Applying Gaussian Mixture Models to Track Reconstruction in Inelastic Scattering Experiments with Active Targets
A. Arokiaraj, M.B. Latif, R. Raabe, D. Thisse, M. Vandebrouck

TL;DR
This paper introduces a Gaussian Mixture Model-based method for reconstructing low-energy particle tracks in active target experiments, improving the analysis of inelastic scattering data for unstable nuclei.
Contribution
It presents a novel GMM-based track reconstruction approach tailored for active target experiments, emphasizing low-energy track treatment and demonstrated on simulated data.
Findings
Effective reconstruction of low-energy tracks demonstrated
Improved separation of resonance modes shown
Method validated on simulated GANIL data
Abstract
Active targets such as ACTAR TPC are well suited for studying giant resonances in unstable nuclei via inelastic scattering in inverse kinematics.

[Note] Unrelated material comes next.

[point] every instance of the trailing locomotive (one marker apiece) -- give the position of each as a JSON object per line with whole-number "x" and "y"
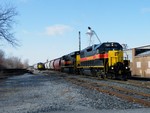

A key challenge in such measurements is the detection of low-energy ejectiles emitted at small angles relative to the beam direction. Accurate reconstruction of these tracks is essential for disentangling different resonance modes. Probabilistic models such as the Gaussian Mixture Model (GMM) are particularly effective in capturing the complex covariance structures characteristic of the beam-recoil interface in narrow-angle events. In this work, we present a track reconstruction approach based on the GMM, specifically designed for inelastic scattering experiments with active targets. Special emphasis is placed on the treatment of low-energy tracks. The proposed method is demonstrated on simulated data of the…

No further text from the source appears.